The political scorekeeping so far is fair—better than it might have been. The far Right was digging but hadn’t unearthed anything serious. “He’s a bit kooky if you want to know the truth. Lives in a log cabin, a Berkeley Birkenstock type” a group called Justice for Justice had emailed widely, quoting from a blogger who called himself “Freedom’s Patriot 76.” If that was the worst they have, bring it. The Common Sense crowd was also quiet so far.
Two Madison positions seemed to be causing the most trouble with conservatives—his repudiation of the Court’s recent decisions on free speech and his criticism of strict constructionism on original intent. But Madison had support from some conservative scholars, and there were signs at least one important political group, the National Rifle Association, might endorse him.
Disappointed liberals have been mildly supportive. That includes the abortion rights groups.
Rena looks at Madison. Does the judge have any notion of how slim a margin he has? He still doesn’t have a good read on the man. Their real preparations begin now.
He takes a breath, exhales—old timing techniques from soccer—and begins to outline what will happen next.
The plan has been carefully crafted with the White House and a team of party veterans who have been through this before, with refinements by Rena and Brooks.
“Today is the first day of Phase Two, the process of preparation. You may know all this, and if so, bear with me, but it is best to go over all of it step by step. You already toured the Senate, those courtesy calls we did after you were named.

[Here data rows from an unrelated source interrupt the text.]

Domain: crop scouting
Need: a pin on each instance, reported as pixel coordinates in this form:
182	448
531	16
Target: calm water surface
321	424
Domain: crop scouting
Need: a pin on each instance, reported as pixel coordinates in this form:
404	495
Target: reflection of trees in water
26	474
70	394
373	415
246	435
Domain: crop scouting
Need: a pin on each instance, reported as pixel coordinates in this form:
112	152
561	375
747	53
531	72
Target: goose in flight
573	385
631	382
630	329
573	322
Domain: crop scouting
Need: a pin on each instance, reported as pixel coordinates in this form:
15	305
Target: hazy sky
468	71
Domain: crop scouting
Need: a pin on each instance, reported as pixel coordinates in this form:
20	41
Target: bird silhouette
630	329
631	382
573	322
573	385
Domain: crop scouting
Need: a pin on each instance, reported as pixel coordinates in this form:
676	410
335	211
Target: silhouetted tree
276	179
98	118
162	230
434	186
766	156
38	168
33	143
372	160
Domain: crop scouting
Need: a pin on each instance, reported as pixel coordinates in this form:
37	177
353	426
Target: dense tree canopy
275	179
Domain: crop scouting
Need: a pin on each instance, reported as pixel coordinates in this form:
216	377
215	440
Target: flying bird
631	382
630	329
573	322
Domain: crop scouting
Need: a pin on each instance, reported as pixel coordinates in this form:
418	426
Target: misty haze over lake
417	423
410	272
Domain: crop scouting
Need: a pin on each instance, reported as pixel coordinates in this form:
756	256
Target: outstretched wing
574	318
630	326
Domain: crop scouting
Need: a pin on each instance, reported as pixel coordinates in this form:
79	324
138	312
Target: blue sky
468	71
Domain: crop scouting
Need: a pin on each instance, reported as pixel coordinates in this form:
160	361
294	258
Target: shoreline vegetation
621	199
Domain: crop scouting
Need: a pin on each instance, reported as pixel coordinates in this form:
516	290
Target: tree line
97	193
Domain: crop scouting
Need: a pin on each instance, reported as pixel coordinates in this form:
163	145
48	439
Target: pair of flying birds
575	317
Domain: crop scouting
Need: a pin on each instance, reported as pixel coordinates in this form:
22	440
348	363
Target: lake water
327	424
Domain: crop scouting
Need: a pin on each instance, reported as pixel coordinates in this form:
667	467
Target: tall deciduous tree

Well, there will be a few more of those, a chance for key senators to meet you privately, one-on-one. It’s sizing you up. Like meeting the new neighbor. Are you nice? Are you smart? This time without the TV cameras. You need to be charming with these senators. Be interested. Be humble. Be smart. Answer their questions in the most general way. And don’t tell them, please, that you think this process is a sham.”
Vic laughs a little.
“Then we start preparing for your testimony.”
Brooks takes over this part of the narrative.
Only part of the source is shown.